Internal defence of the nation cannot be outsourced to just one profession. Terrorists make no distinctions between civilians and defence forces other than attacking the former as they are softer targets. This means the civilian population needs to be systematically involved in a defensive strategy. Our nation needs education on internal conflicts, nature of urban warfare and consciousness of what our defence and paramilitary forces are doing to protect them. The state of awareness on security issues is so appalling that most demands are naïve and actually detrimental to the state of security.
For instance, after 26/11, there have been incessant demands for moving NSG to all metros. Consider the fallacy of this. Special forces and crack units are not a numbers game. In the Indian Army, of at least a million soldiers, there are barely 5,000 special forces (NSG is a complement of about 900 active combatants of whom half are deployed on aviation security and anti-hijack, hostage rescue duties). The lethal efficiency of NSG is a result of at least 24 years of training in a world-class facility, excellent leadership from the Army and the experience of battle-hardened troops. NSG is an elite force because it is kept as a single unit and even that faces shortages in junior leadership. So, asking for a detachment of NSG to be placed in Mumbai is like asking for the best heart surgeon to sit in the office lobby because you are a cardiac patient. The reason that the heart surgeon is the best is because she constantly trains to be at that peak level. What we should be asking for, instead, is integral transport to give this force high mobility; which, incidentally, is what NSG has been asking for all along.
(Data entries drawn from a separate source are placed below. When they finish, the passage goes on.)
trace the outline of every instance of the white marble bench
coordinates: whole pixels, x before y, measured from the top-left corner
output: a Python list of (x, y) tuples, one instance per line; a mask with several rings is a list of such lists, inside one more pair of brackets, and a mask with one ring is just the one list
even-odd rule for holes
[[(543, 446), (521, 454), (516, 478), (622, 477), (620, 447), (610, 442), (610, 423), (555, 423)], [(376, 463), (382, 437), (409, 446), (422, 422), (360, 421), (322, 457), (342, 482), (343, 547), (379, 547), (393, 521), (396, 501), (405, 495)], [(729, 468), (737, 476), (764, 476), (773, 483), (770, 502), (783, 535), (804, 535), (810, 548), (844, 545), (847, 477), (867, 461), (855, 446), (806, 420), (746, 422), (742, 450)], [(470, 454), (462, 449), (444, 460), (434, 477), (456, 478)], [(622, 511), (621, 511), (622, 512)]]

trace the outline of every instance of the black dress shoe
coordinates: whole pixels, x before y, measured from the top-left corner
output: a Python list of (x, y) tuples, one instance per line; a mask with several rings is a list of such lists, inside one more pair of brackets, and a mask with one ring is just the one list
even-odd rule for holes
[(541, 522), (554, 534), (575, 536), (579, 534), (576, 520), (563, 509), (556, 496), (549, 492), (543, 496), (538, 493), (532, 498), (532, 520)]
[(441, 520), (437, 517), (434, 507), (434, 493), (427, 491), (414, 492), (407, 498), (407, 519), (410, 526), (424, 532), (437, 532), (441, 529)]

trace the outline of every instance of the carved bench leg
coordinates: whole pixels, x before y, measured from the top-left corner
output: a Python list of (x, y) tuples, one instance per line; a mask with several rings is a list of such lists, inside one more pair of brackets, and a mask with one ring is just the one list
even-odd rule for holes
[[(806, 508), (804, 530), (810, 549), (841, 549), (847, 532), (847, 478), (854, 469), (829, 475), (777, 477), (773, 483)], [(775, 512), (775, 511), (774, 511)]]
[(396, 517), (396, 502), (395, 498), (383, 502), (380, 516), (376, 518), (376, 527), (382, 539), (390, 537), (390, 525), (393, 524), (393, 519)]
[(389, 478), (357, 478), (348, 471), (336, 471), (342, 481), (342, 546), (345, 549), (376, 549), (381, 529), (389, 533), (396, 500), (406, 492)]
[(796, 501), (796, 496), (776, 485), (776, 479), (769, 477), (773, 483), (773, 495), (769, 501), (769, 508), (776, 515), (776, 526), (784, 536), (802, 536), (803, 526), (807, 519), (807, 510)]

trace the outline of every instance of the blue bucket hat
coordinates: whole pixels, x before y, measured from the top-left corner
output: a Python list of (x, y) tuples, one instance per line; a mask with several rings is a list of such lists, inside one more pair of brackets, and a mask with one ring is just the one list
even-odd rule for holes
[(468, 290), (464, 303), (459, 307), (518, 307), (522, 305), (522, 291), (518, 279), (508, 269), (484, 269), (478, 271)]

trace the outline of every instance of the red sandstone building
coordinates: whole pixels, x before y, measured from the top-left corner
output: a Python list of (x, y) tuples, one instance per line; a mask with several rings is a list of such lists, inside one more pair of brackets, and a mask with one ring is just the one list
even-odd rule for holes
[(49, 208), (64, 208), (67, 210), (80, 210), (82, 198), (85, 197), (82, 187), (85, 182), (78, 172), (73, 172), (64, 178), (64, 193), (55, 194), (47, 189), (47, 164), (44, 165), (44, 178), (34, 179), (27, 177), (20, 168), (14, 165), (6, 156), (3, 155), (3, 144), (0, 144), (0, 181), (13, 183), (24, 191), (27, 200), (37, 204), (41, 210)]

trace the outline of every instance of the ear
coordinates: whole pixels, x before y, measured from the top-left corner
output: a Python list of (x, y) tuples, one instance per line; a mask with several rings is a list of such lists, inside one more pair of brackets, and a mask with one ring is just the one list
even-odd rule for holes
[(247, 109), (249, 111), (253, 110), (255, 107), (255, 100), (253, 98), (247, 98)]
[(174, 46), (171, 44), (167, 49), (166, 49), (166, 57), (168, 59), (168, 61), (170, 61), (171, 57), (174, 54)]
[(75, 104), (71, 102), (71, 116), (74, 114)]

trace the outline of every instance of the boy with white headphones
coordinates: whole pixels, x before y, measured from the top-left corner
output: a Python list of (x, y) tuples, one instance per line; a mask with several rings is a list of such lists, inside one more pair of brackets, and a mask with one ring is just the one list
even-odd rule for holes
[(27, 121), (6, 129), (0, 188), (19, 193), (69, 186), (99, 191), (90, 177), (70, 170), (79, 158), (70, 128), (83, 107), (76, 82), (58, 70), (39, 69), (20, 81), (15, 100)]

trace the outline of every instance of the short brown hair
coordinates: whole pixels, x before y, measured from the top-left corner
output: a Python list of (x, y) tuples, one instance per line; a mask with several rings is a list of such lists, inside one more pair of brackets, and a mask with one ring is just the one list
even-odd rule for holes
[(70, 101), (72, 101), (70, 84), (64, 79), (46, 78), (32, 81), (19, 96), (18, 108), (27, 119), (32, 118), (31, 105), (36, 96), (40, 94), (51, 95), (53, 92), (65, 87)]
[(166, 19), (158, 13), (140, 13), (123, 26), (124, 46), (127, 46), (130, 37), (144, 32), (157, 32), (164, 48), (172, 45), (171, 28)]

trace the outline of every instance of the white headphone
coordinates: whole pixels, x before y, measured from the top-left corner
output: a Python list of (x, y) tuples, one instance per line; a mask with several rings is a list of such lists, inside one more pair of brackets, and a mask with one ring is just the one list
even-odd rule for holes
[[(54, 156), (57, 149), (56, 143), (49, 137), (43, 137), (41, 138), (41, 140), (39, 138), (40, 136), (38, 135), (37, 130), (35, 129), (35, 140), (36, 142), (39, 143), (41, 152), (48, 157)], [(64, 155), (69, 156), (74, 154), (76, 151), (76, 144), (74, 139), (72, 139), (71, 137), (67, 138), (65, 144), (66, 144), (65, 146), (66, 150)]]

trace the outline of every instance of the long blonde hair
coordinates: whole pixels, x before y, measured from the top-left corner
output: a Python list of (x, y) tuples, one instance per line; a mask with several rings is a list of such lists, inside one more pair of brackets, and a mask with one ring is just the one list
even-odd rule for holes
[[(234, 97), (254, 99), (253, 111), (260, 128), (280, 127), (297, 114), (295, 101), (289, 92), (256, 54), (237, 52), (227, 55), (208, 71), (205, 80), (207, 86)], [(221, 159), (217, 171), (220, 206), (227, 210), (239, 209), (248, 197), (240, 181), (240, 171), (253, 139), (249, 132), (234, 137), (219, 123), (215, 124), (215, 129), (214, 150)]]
In the absence of “education”, the citizenry will ask for the wrong things and the government will end up pacifying the electorate and giving them exactly that. The one silver lining of 26/11 is possibly of a national rallying against terrorism. It is critical that this energy is intelligently focused on specific long-term results rather than dissipating it in strident cries of short-term measures. Companies have possibly more at stake than either the polity or the bureaucracy to ensure that we are safe. And this time, they also have a say in the matter.
It would be a pity if they didn’t say it right.